American Airlines’ mass layoff of 19,000 workers includes 2,000 people who work at airports in South Florida, a spokeswoman confirmed Thursday.
The airline followed through on a long-standing pledge to drastically cut payroll after Congress failed to agree on a fresh round of financial assistance for an airline industry laid low by massive business losses caused by the coronavirus pandemic. After the pandemic struck down the economy in mid-March, industry passenger traffic plunged by up to 85% at one point, and it is still off by 70% versus 2019, according to Airlines for America, an industry trade group.
Most of the impacted American employees work at Miami International Airport, where the airline operates a massive domestic and international hub. To a lesser extent, American also serves Fort Lauderdale-Hollywood International Airport and Palm Beach International Airport.
The spokeswoman did not break down the layoffs by city. Reportedly, flight attendants were to bear the heaviest cuts, with 8,100 losing their jobs.
In a message to employees on Wednesday, American CEO Doug Parker said the move was unavoidable without a fresh round of federal assistance.
That industry-wide aid, provided through a $25 billion Payroll Support Program under the Coronavirus Aid, Relief, and Economic Security, expired Thursday.

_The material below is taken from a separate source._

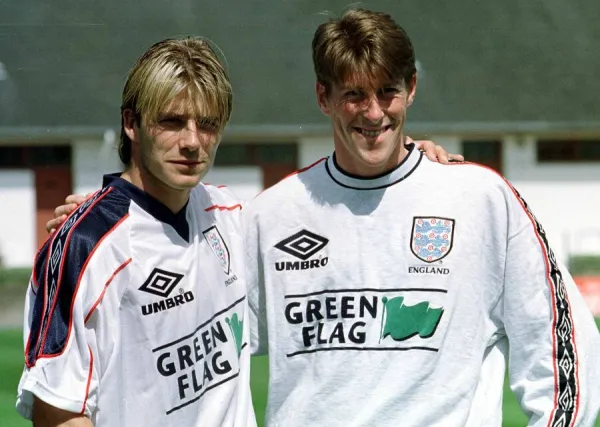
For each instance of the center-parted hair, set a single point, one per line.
(362, 47)
(167, 69)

“Despite enormous bipartisan support for an extension of the PSP, our elected officials have not been able to reach agreement on a COVID-19 relief package that would enable this extension,” Parker said in his message.
But Parker said there may be a reprieve if Congress, where lawmakers are continuing negotiations, passes a new aid package soon.
He said he told Secretary of the Treasury Steven Mnuchin “that if these efforts to extend PSP are successful over the next few days, we will reverse our furlough processes and recall any impacted team members.”
“I am extremely sorry we have reached this outcome,” Parker added. “It is not what you all deserve.”
He urged employees to continuing lobbying their elected officials to approve new money.
“Please keep contacting your elected officials about the importance of reaching an agreement that will extend PSP,” he said. “We are not done fighting.”
Last month, discount carrier Spirit Airlines of Miramar rescinded a plan to cut 2,500 workers across its system after management reached work sharing and other measures with its unionized pilots and other employees. The airline is among those that accepted government aid. Its agreement provided more than $330 million in relief.
But United Airlines and Delta Air Lines. which also serve South Florida, joined American’s move to start laying off large numbers of workers on Thursday.
United, which is based in Chicago, reportedly was laying off more than 13,000 people. No Florida figures were immediately available, although United previously notified the state of Florida that it intended to drop more than 500 employees from its statewide operations. No figures were available for Atlanta-based Delta, which has a sizable presence in Fort Lauderdale.